MBCook · 2024-05-03T03:34:50 1714707290

So it sounded like the wafer was being used as an interconnect kind of thing that might be much easier to fab.

The actual processors sound like they’re being made on other wafers in a standard way and then cut out and attached to the interconnect wafer.

So it’s not like the entire part was built only on one wafer and a single mistake would cause the whole thing to have to be thrown out.

At least that’s how I understood the article + educated guessing.

vsskanth · 2024-05-02T18:33:09 1714674789

So is this used exclusively for training FSD ?

bradgranath · 2024-05-02T18:39:08 1714675148

The point of Tesla is apparently to promise a firehose of impossible deliverables in order to pressurize a separate hose connected to Elon's wallet.

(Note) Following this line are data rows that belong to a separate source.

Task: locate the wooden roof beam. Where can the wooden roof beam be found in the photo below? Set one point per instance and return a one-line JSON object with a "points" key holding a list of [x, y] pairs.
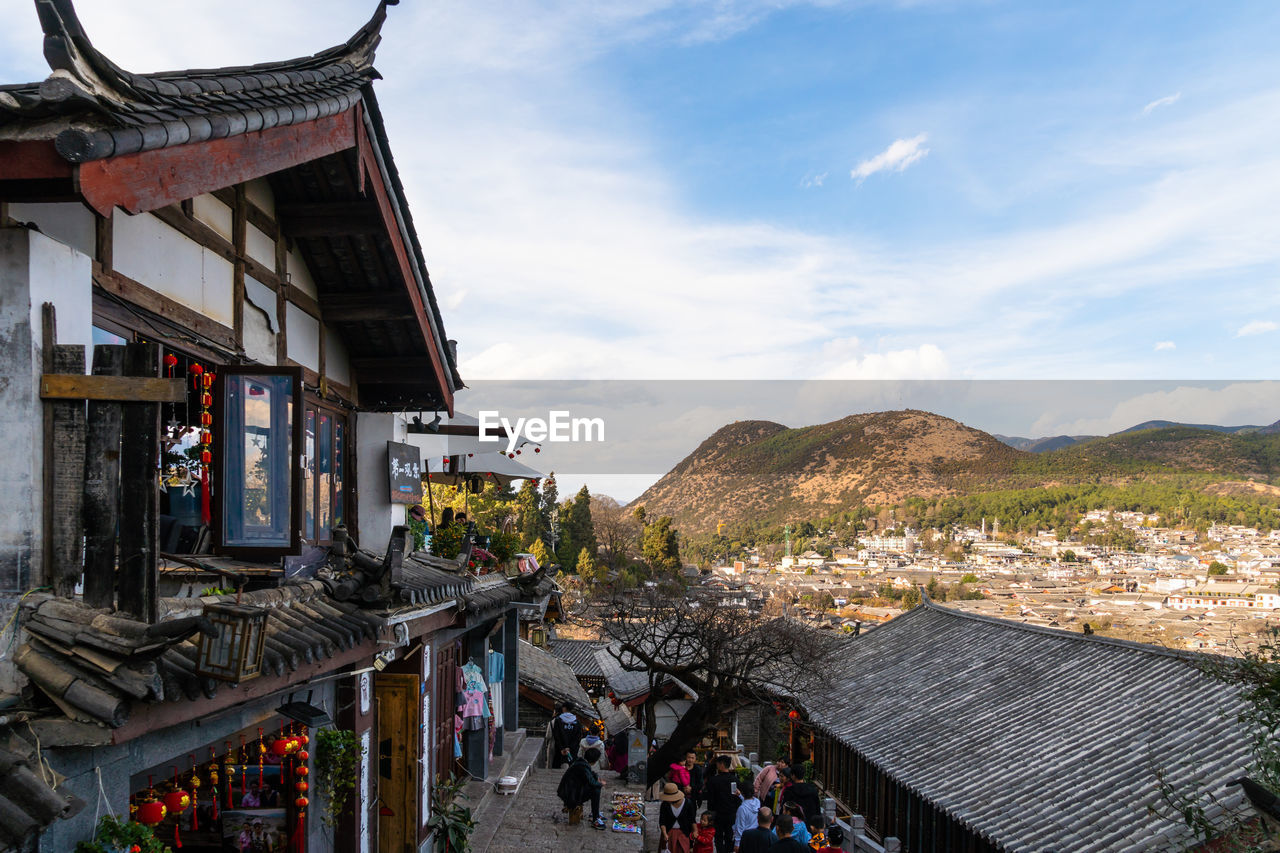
{"points": [[329, 218]]}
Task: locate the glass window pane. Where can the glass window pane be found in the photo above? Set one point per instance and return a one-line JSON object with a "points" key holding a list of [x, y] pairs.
{"points": [[256, 496], [309, 471], [338, 436], [324, 471]]}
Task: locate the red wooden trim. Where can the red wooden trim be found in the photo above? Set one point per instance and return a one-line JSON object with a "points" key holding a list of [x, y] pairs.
{"points": [[150, 179], [33, 159], [369, 164], [149, 717]]}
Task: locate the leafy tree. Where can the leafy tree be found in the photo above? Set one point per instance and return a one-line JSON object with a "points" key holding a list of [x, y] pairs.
{"points": [[542, 553], [529, 512], [588, 569], [661, 547]]}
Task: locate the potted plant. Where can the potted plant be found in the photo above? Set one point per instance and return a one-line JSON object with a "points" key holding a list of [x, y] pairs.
{"points": [[338, 755]]}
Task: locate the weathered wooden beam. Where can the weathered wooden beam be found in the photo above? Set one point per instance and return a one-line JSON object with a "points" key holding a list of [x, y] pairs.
{"points": [[329, 218], [67, 501], [138, 488], [151, 179], [112, 388], [360, 306], [161, 305], [103, 483]]}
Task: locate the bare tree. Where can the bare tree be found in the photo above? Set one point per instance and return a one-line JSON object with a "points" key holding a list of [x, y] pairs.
{"points": [[616, 529], [726, 655]]}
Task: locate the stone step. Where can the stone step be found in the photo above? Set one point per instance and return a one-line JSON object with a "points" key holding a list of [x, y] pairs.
{"points": [[493, 807]]}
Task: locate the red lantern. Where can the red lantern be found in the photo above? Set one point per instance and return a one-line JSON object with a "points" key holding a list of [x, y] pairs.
{"points": [[177, 801], [151, 812]]}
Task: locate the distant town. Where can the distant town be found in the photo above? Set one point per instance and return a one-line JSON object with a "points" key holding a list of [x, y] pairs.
{"points": [[1217, 592]]}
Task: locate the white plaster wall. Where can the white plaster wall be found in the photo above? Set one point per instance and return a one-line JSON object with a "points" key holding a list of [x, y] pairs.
{"points": [[213, 213], [300, 276], [149, 251], [69, 222], [378, 515], [33, 269], [302, 337], [337, 363]]}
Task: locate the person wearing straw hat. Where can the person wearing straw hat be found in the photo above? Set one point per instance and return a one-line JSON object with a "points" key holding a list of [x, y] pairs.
{"points": [[675, 820]]}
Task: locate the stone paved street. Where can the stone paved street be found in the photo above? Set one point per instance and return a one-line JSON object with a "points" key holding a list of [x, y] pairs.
{"points": [[535, 824]]}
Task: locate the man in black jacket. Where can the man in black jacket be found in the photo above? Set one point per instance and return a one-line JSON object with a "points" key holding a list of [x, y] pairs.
{"points": [[803, 793], [723, 802], [580, 785]]}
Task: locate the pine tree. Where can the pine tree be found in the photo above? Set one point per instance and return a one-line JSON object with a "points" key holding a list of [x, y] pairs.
{"points": [[662, 546], [529, 514]]}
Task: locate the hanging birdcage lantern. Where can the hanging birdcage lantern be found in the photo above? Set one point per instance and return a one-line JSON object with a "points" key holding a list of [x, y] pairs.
{"points": [[236, 652]]}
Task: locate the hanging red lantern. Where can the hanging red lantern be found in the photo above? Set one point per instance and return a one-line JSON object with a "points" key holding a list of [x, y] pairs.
{"points": [[150, 812]]}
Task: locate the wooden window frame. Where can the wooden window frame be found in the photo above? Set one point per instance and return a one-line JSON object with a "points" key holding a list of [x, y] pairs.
{"points": [[220, 473]]}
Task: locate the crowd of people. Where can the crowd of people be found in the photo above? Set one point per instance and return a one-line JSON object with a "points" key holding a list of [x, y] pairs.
{"points": [[777, 811]]}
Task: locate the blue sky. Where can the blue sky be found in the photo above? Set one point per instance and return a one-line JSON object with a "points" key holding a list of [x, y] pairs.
{"points": [[808, 190]]}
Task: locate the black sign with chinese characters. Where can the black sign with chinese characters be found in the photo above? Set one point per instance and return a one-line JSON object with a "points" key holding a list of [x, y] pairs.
{"points": [[405, 473]]}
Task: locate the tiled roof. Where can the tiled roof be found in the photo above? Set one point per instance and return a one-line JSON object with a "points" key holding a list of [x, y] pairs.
{"points": [[27, 803], [1036, 738], [580, 655], [624, 683], [552, 676], [96, 109]]}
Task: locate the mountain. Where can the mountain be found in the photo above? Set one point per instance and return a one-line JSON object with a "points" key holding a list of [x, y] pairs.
{"points": [[1042, 445], [764, 473]]}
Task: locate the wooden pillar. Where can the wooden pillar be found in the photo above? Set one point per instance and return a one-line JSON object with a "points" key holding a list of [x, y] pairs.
{"points": [[64, 465], [138, 491], [103, 484]]}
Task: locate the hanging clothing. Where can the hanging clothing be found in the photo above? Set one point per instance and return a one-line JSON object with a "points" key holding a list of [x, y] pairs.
{"points": [[497, 671], [475, 699]]}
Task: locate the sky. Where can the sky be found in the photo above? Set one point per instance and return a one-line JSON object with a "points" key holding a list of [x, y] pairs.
{"points": [[808, 190]]}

MBCook · 2024-05-02T18:42:44 1714675364

It needs 18,000 amps per wafer and puts off 15 KW of heat?

This feels a little like a “you were so preoccupied with whether or not you could” thing.

Wow.

I can’t imagine how much one of those wafers must cost. I’d love to know.

Hope it accomplishes what they want because they’ve certainly had to spend a fortune to get to this point.

StressedDev · 2024-05-02T18:48:11 1714675691

We don’t know if this wafer is a good investment or not. It really depends on what its performance and cost are compared to the performance and cost of other solutions.

My guess is if they did this, they thought it would be a huge improvement over buying off the self hardware. The reason I say this is it’s expensive to design a wafer computer, and get it manufactured.

coffeebeqn · 2024-05-02T18:43:49 1714675429

18000 amps? What kind of a motherboard and power delivery is that

ein0p · 2024-05-02T18:48:43 1714675723

The chip operates without a traditional motherboard, and it’s basically permanently and directly attached to power delivery and a massive heatsink. It’s a very ambitious design, I never thought we’d see it so soon. Technical overview for this reads like porn for HW engineers

cityofdelusion · 2024-05-02T18:57:22 1714676242

This. Gene Amdahl himself (of Amdahl’s law fame) gave up on wafer scale, proclaiming it to be 100 years too soon. Now it’s looking like it was only 40-50!

ants_a · 2024-05-02T18:49:28 1714675768

A comparable product from Cerebras is rumored to cost around $2-3M.

dkjaudyeqooe · 2024-05-02T18:46:46 1714675606

Is this marketing nonsense? Or more Musk fantasist nonsense?

Because it doesn't seem to make much sense.